Count to two. One and two. In that small space of time, a neighbor in North Carolina or someone in the US needs blood. And you can be that blood donor. 

Blood transfusions are not just for auto accidents. People with cancer or some other disease also need blood aid. Perhaps even a woman giving birth. 

As children are our focus, please add those suffering from: 

  • A severe injury that’s caused significant blood loss 
  • Surgery that’s caused a lot of blood loss 
  • Severe heart or lung disease 
  • A liver problem that makes the body unable to create certain blood parts 
  • Bone marrow failure 
  • Certain cancers such as leukemia and digestive system cancers that cause internal bleeding 
  • A bleeding disorder such as hemophilia 
  • Low hemoglobin (part of red blood cells that helps them carry oxygen from the lungs to areas of the body) before, during, or after surgery
  • An illness that causes reduced or poor-quality RBCs (anemia)
  • Kidney failure, which causes problems with blood cell production
  • Treatment for cancer (chemotherapy) that slows down the body’s production of blood cells 

That’s right. There are many reasons kids need blood donors like you to step up.

January is National Blood Donor Month 

We bring this up now because January is usually a bad month for blood collections. So, January is set up as National Blood Donor Month to motivate donations. 

People go on vacations. Or are too busy shopping. Or they get sick during cold and flu season. 

And don’t forget the canceled blood donor drives in early 2020 because of the COVID pandemic. 

So, it’s no surprise that The American Red Cross reports that the blood supply is the lowest in more than a decade. 

University of North Carolina Blood Drive 

Each day the Red Cross must collect 13,000 pints of blood from across the country to meet the needs of patients. 

Here in North Carolina, UNC hosted its annual Holiday Carolina Blood Drive recently. It was a great turnout. Three hundred twenty units of blood were donated. After testing and processing, these units were sent to hospitals across America. 

The Red Cross said the actions of these NC blood donors could affect up to 960 lives! 

What’s Stopping You from Being a Blood Donor? 

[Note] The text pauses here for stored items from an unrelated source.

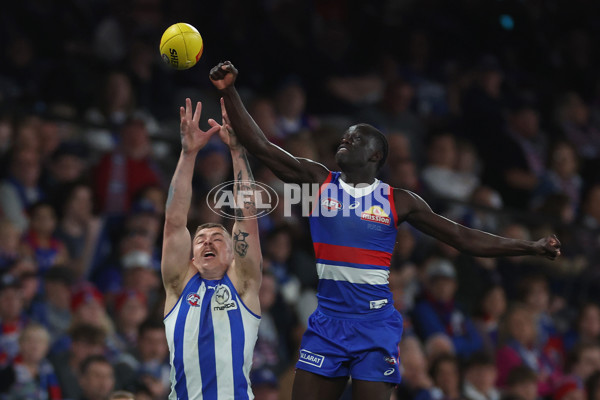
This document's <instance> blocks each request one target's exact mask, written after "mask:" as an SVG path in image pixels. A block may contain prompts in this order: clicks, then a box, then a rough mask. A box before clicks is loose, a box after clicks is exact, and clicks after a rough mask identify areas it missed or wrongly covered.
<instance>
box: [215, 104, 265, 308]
mask: <svg viewBox="0 0 600 400" xmlns="http://www.w3.org/2000/svg"><path fill="white" fill-rule="evenodd" d="M221 113H222V118H223V120H222V125H219V124H218V123H217V122H215V121H214V120H209V124H210V125H212V126H214V127H218V128H219V129H220V130H219V135H220V136H221V139H222V140H223V142H224V143H225V144H226V145H227V146H228V147H229V150H230V151H231V159H232V161H233V176H234V178H235V183H234V185H233V198H234V199H236V205H235V206H236V209H235V223H234V224H233V229H232V235H231V237H232V239H233V255H234V263H233V265H232V267H231V268H230V269H229V272H228V275H229V277H230V279H231V280H232V282H233V284H234V286H235V288H236V290H237V291H238V294H239V295H240V296H241V297H242V300H243V301H244V303H245V304H246V305H247V306H248V307H249V308H250V310H252V311H253V312H254V313H256V314H260V304H259V301H258V291H259V289H260V284H261V282H262V254H261V251H260V240H259V235H258V223H257V221H256V201H255V199H254V197H253V196H254V193H255V192H254V189H255V187H254V185H253V183H254V177H253V176H252V171H251V170H250V164H249V163H248V159H247V158H246V151H245V150H244V148H243V147H242V145H241V144H240V143H239V142H238V140H237V137H236V135H235V133H234V131H233V129H232V128H231V125H230V121H229V118H228V117H227V111H226V110H225V104H224V103H223V99H221ZM238 200H239V203H238ZM240 203H241V204H240Z"/></svg>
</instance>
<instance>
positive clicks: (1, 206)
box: [0, 149, 44, 232]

Have you had your flu shot or a COVID-19 vaccine or booster? If so, and you are symptom-free, the Red Cross says there is no blood donation waiting period!

Don’t you have the time? 

Donating whole blood usually takes just 7-10 minutes. 

Consider using RapidPass to complete your pre-donation reading and health history questionnaire online. You can do it before arriving at the blood drive. To get started and learn more, visit Follow the instructions on the site. Prepare for the procedure: 

  • Make sure it is ok with your doctor. 
  • Get eight hours of sleep. 
  • Eat a full dinner and breakfast (eggs, meat, leafy greens, fruit). ? Drink lots of water. 
  • Skip the caffeine. 

Your body will lose about two cups of fluid during donation, so being fully hydrated is important. See Blood Donor Basics for more info. 

Twenty-four hours a day, seven days a week, blood is available for distribution to adults and children in hospitals. 

Seventeen percent of people who don’t give blood say they “never thought about it” as the main reason for not donating. Please think about it.